Pw3, HARE NDICHO, told court that he deals with cereals. He testified that on 30. 12. 2009 he was informed by one Nelly, a broker, that he had maize to sell. He went to Nelly and he took him to Shimanzi where he saw maize in the go-down of Grain bulk. That Nelly then took him to the seller of the maize opposite Gapco Petrol station in an office in a storey building which houses Kilindini secondary school. He talked to the seller who demanded that money be deposited in his account before he could release the maize. He then called Pw1 who had wanted to purchase the maize and informed him about it. That PW1 asked for the sellers account No. either at Equity or Barclays bank. The seller gave the Equity account. Pw1 sent Pw2 to Pw3 so he could show him the maize and seller, which he did. That upon asking, Pw2 was shown the importation documents by Pw2, Pw1 deposited ksh 3,220,000 in the seller’s account at Equity Bank and on 8. 1.2010, only 500 bags of maize was delivered. Pw3 said that a sale of 1000 bags remained and they were never supplied. Pw3 identified the appellant as the said seller. He said that he told him never to call him and switched off his phone. Pw3 told court that on 20th January, 2010, he met the appellant at NSSF building and he called Pw2 who came with police and they arrested the appellant.

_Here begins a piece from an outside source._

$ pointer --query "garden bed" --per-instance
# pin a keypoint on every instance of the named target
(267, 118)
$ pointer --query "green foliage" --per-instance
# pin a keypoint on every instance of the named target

Upon being cross examined by the appellant, Pw3, said that he met the appellant on 4. 1.2010. He said that he was never called by the appellant but he was with Nelly when they took him to the go down of Grain bulk to see the maize on 4. 1.2010. He also said that the appellant gave him his account number vide [0718 ******] which is his ( appellant’s )mobile number.
Pw4, NO. 62020 Corporal LAWRENCE SHUMA, told court that he was the investigating officer in this case. That on 12. 1.2010, he received a report from PETER MBOGHO MWANGOMBE who informed him that on 7. 11. 2010 he had got into a business transaction with the appellant to be supplied with 1500 bags of maize. According to the investigating officer , Pw1 told him that he had sent his worker one Hare to Mombasa where he met the appellant who showed him the maize at Shimanzi go-down. They confirmed to him that the maize was there to him. He also sent Pw2 who confirmed to him the existence of the maize. Pw4 testified that the complainant deposited Ksh 2,165,000 into account No. [Particulars Withheld] on 7. 1.2010 vide transactions No. DC-51216 and a further ksh 1,059,500 in the same account vide transaction No. 79050 on 7. 1.2010. That the complainant then sent his trucks to Mombasa and on 8. 1.2010, only 500 bags of maize were loaded on motor vehicle registration No KBJ 847 G /ZC 3297 and delivery note No. 007 dated 8. 1.2010 was issued
Pw4 said that the complainant reported that the balance of 1000 bags of maize was never delivered and he reported the matter. That the appellant was arrested on 20. 1.2010 and was found with two withdrawal slips dated 15. 1.2010 and 19. 1.10. He investigated the account No [Particulars Withheld] at Equity Bank, Mombasa and confirmed from the statement that on 7. 1.2010 there were cash deposits of Ksh 2,165,500 and ksh 1,054,500 on this account. He charged the appellant with the offence before court. He produced a bank deposit slips for transaction No DC -51216 as exhibit P1, the bail deposit for transaction No. 79050 as Exhibit P2, a delivery note for 500 bags of maize dated 8. 1.2010 No. 007 as Exhibit 3, the two withdrawal slips that were found on the appellant dated 15. 1.2010 and 19. 1.2010 as exhibit P4 and P5 respectively, and a bank statement as Exhibit P6.
The prosecution closed its case and the court found that a prima facie case had been established against the appellant and placed him on his defence.
The appellant opted to give a sworn statement in defence and called two (2) witnesses.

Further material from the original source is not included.